Zerubavel hablaba con la convicción de un profeta. “Estamos acostumbrados a la palabra shalom (término que significa paz y que emplean los judíos para saludarse y despedirse), que hemos perdido el sentido de su significado real”. Le pregunté si era posible la paz con los árabes y si su país había hecho algo para lograrlo. Me habló de Ben Gurion, de la independencia en 1948, la reconquista de Jerusalén, del descalabro inicial de la guerra del Iom Kippur, cinco años más tarde y del temor por la pérdida de invulnerabilidad que campañas militares anteriores habían contribuido a crear en el pueblo judío.

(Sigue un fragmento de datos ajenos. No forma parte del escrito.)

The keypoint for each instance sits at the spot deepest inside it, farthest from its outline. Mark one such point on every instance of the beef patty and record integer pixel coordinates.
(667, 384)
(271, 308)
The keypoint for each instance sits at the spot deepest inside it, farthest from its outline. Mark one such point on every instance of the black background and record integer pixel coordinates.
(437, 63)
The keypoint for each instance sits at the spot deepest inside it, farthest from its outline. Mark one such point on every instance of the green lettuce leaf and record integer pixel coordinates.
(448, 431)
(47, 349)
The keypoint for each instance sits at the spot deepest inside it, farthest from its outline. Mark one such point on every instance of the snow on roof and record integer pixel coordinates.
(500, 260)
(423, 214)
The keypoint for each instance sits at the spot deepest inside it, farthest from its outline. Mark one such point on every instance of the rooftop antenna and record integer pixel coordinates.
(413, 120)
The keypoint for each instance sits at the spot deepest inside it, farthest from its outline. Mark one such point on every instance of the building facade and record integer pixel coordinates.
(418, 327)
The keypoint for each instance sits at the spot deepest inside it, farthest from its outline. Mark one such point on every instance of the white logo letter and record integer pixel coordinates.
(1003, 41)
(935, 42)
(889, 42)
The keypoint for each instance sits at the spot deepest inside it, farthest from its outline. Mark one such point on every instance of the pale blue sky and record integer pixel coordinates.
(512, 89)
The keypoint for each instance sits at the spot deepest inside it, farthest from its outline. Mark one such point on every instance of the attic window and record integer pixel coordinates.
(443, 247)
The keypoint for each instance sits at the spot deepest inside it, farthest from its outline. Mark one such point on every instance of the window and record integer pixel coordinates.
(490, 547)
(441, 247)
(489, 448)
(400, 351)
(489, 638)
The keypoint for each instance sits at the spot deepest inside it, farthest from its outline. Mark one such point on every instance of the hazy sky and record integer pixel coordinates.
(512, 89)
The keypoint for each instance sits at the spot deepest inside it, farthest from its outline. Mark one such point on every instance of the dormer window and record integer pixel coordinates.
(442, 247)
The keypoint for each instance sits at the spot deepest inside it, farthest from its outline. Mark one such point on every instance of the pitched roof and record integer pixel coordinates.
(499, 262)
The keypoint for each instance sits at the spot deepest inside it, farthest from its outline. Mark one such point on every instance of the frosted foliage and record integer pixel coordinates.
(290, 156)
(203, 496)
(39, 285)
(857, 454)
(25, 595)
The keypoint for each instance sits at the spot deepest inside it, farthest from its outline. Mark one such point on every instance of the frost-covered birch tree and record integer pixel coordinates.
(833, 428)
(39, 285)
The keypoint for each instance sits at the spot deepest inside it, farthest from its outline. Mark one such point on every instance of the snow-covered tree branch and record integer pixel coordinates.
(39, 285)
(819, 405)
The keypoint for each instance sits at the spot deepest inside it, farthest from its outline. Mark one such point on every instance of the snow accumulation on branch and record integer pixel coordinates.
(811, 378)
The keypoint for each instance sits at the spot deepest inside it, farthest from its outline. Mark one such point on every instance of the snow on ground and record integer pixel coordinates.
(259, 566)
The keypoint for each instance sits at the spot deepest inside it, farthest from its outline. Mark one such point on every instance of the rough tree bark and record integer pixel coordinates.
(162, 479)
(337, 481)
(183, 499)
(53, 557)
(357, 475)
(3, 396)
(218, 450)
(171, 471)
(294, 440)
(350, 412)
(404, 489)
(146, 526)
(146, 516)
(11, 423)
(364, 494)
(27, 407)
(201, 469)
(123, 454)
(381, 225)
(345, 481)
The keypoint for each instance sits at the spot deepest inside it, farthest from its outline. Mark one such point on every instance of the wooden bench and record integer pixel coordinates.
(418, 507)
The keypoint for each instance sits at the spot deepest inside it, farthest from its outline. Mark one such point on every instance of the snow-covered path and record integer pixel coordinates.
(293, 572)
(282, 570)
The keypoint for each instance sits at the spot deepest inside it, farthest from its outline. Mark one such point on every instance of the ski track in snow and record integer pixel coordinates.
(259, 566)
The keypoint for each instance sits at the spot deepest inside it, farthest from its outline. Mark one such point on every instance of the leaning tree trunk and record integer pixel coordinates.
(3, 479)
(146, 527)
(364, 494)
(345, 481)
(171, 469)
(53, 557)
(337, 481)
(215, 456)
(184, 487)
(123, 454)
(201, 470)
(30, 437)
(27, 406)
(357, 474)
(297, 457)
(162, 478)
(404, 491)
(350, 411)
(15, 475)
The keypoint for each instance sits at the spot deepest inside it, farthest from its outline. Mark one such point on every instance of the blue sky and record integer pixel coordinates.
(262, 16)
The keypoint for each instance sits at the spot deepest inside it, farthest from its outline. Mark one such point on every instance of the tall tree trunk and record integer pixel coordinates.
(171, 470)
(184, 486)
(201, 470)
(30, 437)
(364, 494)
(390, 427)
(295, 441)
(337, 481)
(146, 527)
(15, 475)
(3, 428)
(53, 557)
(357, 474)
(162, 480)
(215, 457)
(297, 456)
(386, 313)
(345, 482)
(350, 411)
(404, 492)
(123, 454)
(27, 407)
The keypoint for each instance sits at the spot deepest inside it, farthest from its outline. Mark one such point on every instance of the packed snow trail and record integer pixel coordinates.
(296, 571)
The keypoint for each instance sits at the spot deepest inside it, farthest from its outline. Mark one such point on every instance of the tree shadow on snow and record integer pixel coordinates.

En la parte más alta de la cumbre, allí, junto a las inveteradas y sagradas murallas de Massada, mi imaginación repitió el épico final del antiguo heroísmo judío. “…entonces eligieron a diez hombres de entre ellos a la suerte con el fin de que matasen al resto; cada uno de los restantes se tendió en el suelo junto con su mujer e hijos y abrazados ofrecieron sus cuellos al golpe de quienes por azar deberían ejecutar tan trágico oficio; y cuando los diez, sin titubeos, habían matado a todos, sortearon la suerte entre ellos; al que primero le correspondiese aquella, debería matar a los otros nueve y por último suicidarse. Así, pues, esta gente murió con la intención de que no quedara entre ellos una sola alma viva que fuese súbdito de los romanos. Los muertos fueron 960 en número. Y los romanos penetraron a la fortaleza y se hallaron con una multitud muerta, pero no pudieron regocijarse en este hecho, a pesar que los sin vida eran sus enemigos. No pudieron menos que maravillarse ante el coraje de su resolución y la firmeza y desdén por la muerte…”
Zerubavel repetía, como un sonámbulo, esta historia tan maravillosamente contada por Flavio Josefo, y me parecía tenerla ante mis ojos. Me llevó después a Or Haner (Luz de Vela), un kibutz de judíos latinoamericanos, próximo a la franja de Gaza, donde desde algunos meses antes frecuentes incursiones guerrilleras hacían peligroso el tránsito por la zona, y llegamos más tarde a Askhelon. En una pequeña y tranquila posada para turistas nos sentamos a jugar ajedrez toda una noche.
Me habló insistentemente de nuevo sobre el futuro. La paz era una obsesión para él. “Tenemos que llegar a ella”, me dijo de repente mientras meditaba una jugada sobre el tablero.” Pero esta no podrá ser posible mientras no exista la misma voluntad de parte de los árabes”. Le pregunté:” ¿Cuántas generaciones más de judíos tendrán que vivir en esta incertidumbre?”. Sonrió. A pesar de su seriedad no había dejado de sonreír. “Quizás menos de lo que imaginamos”, respondió.”Los árabes necesitan tanto la paz como nosotros. Ellos están a punto de comprender que la coexistencia es beneficiosa para ambos. No exigimos mucho a cambio de ella. Sólo fronteras y promesas seguras. Eso es todo”.
Le pregunté si no había exigencias árabes que hicieran difícil el tránsito hacia un acuerdo permanente. “Sí, hay muchas”, respondió esta vez con una mirada triste y la cabeza descansando sobre las manos escrutando el tablero de ajedrez ante nosotros. “Pero ninguna puede ser tan importante que no pueda ser discutida en beneficio de la paz”.
La paz tendrá que llegar no como resultado de un compromiso internacional, dijo, sino como producto de una necesidad árabe-israelí. Él tenía una razón particular. En la última guerra su hijo había sido herido en las áridas dunas del Sinaí.